L’ouverture progressive du pays aux innovations occidentales telles que la télévision, les téléphones portables et Internet contribue également à l’amélioration de la qualité de vie. Tradition et modernité semblent désormais coexister. Les trois quarts de la population sont bouddhistes, et ce culte rythme toujours la vie quotidienne. Les Bhoutanais se rendent encore assidûment aux dzongs, ces magnifiques châteaux monastiques que l’on peut admirer un peu partout dans le pays. Les fêtes religieuses sont toujours très populaires et les monastères n’ont pas à se plaindre de la difficulté d’attirer les jeunes. Il ne reste qu’à espérer que les Bhoutanais seront capables de préserver cet équilibre entre tradition et modernité et que le pays saura conserver son authenticité.

Ce reportage a été réalisé grâce au soutien de Cotravel et Qatar Airways.

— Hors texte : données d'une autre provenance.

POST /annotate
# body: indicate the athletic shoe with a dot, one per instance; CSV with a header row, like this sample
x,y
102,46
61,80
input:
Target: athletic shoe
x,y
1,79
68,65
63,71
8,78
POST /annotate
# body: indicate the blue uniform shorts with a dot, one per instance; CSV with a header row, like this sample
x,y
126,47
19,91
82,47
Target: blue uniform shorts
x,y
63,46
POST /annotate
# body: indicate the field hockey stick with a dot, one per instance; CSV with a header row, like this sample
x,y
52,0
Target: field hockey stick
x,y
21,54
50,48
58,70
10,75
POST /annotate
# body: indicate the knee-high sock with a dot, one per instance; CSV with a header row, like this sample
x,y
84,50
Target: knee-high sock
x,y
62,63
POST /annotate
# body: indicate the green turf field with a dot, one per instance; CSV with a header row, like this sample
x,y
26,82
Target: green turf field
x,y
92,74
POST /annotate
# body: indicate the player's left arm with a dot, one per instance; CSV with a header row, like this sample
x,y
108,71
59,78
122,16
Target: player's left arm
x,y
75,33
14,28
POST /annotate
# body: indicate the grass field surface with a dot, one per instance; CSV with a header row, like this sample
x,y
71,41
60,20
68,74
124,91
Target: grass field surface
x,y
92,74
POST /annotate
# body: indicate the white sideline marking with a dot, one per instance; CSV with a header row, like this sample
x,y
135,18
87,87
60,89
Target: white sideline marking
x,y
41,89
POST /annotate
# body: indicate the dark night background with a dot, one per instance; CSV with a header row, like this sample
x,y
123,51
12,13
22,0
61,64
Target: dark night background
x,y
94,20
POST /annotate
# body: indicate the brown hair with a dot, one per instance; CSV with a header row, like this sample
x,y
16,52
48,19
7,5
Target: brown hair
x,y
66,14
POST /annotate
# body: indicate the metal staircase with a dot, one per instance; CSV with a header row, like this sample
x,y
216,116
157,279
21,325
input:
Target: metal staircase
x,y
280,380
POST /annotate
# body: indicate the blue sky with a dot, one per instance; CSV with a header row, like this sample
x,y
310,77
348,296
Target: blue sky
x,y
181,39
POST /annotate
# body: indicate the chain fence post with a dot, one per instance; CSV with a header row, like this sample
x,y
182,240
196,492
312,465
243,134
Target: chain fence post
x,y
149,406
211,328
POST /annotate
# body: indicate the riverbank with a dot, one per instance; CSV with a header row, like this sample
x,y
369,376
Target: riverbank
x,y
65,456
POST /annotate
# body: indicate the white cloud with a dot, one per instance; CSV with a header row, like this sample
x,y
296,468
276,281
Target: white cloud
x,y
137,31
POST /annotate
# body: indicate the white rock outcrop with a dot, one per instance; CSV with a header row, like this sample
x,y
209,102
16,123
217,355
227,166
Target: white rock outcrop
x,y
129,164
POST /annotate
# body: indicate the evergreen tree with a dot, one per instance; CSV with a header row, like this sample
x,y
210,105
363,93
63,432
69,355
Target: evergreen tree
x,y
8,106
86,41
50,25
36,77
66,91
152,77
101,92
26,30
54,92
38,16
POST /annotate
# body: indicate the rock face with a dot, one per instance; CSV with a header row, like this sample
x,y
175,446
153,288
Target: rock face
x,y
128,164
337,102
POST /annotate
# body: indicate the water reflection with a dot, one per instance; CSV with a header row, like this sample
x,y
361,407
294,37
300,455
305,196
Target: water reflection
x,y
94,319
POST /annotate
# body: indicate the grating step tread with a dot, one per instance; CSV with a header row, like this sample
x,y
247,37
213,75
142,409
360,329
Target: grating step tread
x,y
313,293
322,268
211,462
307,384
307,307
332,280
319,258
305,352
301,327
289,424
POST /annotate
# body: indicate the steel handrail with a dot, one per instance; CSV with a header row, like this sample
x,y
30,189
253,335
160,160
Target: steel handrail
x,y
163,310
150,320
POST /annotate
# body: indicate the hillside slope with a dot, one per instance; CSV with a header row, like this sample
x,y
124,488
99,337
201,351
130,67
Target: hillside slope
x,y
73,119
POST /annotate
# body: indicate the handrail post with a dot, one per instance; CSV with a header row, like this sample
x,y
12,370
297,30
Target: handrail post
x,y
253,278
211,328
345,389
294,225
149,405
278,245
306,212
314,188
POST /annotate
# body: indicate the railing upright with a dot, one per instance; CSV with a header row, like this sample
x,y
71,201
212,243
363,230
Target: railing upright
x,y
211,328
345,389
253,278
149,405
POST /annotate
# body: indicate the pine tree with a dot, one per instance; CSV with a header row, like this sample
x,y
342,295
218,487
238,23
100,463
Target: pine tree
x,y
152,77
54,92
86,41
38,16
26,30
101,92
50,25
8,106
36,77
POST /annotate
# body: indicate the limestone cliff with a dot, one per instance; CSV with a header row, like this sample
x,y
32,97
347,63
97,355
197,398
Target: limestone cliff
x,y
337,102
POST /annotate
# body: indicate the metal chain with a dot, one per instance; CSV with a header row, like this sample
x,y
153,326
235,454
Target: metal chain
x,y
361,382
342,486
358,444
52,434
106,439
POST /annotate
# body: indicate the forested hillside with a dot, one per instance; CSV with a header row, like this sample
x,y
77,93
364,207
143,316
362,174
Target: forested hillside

Punakha Dzong, aussi appelé «Palais du Bonheur», se trouve au confluent de la rivière Mo Chu et de la Pho Chu .

 


Infos utiles

Avant de partir au Bhoutan

  • Capitale: Thimphou (env. 100 000 habitants)
  • Décalage horaire: plus 5 h l’hiver, plus 4 h en été.
  • Population: env. 750 000 hab.
  • Langue: la langue officielle est le dzongkha, un dialecte tibéto-birman. Le népalais est répandu au sud du pays, et tout le monde parle anglais.
  • Devise: le ngultrum (BTN); 100 ngultrums correspondent à env. 1 fr. 40
  • Comment y aller: pas de vols directs depuis la Suisse. On y accède via Katmandou, New Delhi ou Bangkok.
  • Taxe de séjour: il est quasi impossible de voyager en individuel au Bhoutan. Seuls les touristes ayant réservé un voyage auprès d’une agence agréée peuvent s’y rendre. Pour ce faire, il faut s’acquitter d’une taxe de séjour pouvant aller jusqu’à 250 dollars par jour. A noter cependant que cette taxe comprend le guide, le transport, la nuitée et la pension complète.
  • Visa: obligatoire pour les citoyens suisses. Conseil: faire les démarches au moins un mois à l’avance.
  • Photos: les Bhoutanais sont amicaux, mais ils peuvent s’énerver lorsqu’ils sont assaillis de touristes avec leurs appareils photo ou smartphones.
  • Altitude: plus de 80% du territoire national est situé à plus de 2000 m d’altitude, certains cols culminent même à plus de 3000 ou 4000 m. Quelques jours d’acclimatation sont donc recommandés à l’arrivée.
  • Vêtements: prévoir des vêtements chauds tout au long de l’année. Un imperméable et un bon écran solaire sont également de rigueur.
  • Monastères: les visiteurs sont les bienvenus dans les monastères. Il faut retirer ses chaussures à l’entrée.
  • Conseils: emportez des chaussettes car le sol en pierre est froid. Portez une tenue couvrant les genoux et les épaules. Circulez dans les édifices religieux dans le sens des aiguilles d’une montre. Cela porterait chance.